US Visa for Anne Frank
February 15, 2007The 65 documents, which were found in a New York archive in 2005, show how Otto Frank tried desperately, but ultimately in vain, to flee the Netherlands, where the Nazis had already started deporting Jews to concentration camps.
"As far as I can see, the USA is the only country we could go to. Perhaps you remember that we have two girls. It is for the sake of the children mainly that we have to care for," he wrote in one chilling letter.
"Our own fate is of less importance," he added.
Frank's youngest daughter, Anne, went on to chronicle the details of her teenage life hiding from the Nazis in Amsterdam from 1942 until 1944, when she was arrested and transported to a concentration camp, where she later died.
Had she escaped, "Anne Frank could be a 77-year old woman, possibly a writer, living in Boston today," said Richard Breitman, professor of history at the American University, on Wednesday as he revealed the existence of the letters at New York's YIVO Institute for Jewish Research, where they were found.
Cuban visa granted
For the institute, the discoveries are of deep significance: "What hasn't been known is how desperately her father, Otto, tried to get his family out of the Nazi-occupied Netherlands," the institute said in a statement.
Three of the documents written by Otto detail his attempts to get his family to safety in the United States. He also applied for a Cuban visa, which was granted, although it is not known if he ever found out.
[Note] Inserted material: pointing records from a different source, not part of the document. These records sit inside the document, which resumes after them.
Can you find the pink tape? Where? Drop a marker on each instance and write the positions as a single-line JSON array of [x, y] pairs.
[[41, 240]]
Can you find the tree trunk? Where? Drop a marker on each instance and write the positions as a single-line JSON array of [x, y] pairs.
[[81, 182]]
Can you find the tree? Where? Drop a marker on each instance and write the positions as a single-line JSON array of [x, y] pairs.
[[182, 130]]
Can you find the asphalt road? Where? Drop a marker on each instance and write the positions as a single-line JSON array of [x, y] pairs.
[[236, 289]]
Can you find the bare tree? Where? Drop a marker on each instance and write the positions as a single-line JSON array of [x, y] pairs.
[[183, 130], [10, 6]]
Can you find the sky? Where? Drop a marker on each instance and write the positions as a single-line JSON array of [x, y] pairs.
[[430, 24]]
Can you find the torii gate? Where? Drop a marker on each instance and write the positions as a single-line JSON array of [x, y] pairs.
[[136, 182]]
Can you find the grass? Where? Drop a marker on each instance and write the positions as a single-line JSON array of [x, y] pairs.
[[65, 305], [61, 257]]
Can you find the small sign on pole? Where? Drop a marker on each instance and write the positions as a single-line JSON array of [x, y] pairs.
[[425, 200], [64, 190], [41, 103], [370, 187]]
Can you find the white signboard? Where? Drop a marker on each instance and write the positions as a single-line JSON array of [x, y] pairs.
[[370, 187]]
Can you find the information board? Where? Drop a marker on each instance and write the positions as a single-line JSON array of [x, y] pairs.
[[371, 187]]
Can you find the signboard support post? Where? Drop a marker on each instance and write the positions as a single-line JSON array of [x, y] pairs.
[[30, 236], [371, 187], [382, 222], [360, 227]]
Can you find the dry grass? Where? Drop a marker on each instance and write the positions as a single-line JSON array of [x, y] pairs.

In one letter, he wrote to an American friend, Nathan Straus, son of the founder of the Macy's retail empire, asking him to pay the fee for the visas.
"I would not ask if conditions here would not force me to do all I can in time to be able to avoid worse," Otto wrote.
The rest of the letters detail the abortive attempts by Straus and Otto's brother-in-law in the United States to get the Frank family US visas.
Good connection not enough
US immigration officials at the time had imposed strict restrictions due to national security concerns and fears of spying, even though the United States was not at war at the time.
"The Frank family had good connections. Still it was not enough... in 1941, it was late, and it turned out to be too late," Breitman said.
Otto in the end decided to hide his family in the attic of his company's building in Amsterdam, where they hid for two years until they were betrayed and deported. Only Otto survived the Holocaust, freed from Auschwitz in 1945.
It was only when he returned to Amsterdam that he found Anne's diary, which was published in 1947. The diary is one of the widest-read books in the world and made Anne one of the best-known casualties of the Holocaust.
"With the release of the file, the plight of the Franks becomes even more poignant, since the family was unable to escape even with the help and support of a prominent American," Yivo's director Carl Rheins said.
The documents were filed by the US National Refugee Service and were only discovered in mid-2005 by an archivist who stumbled across the letters because their cover file was unusually not marked with a date of birth.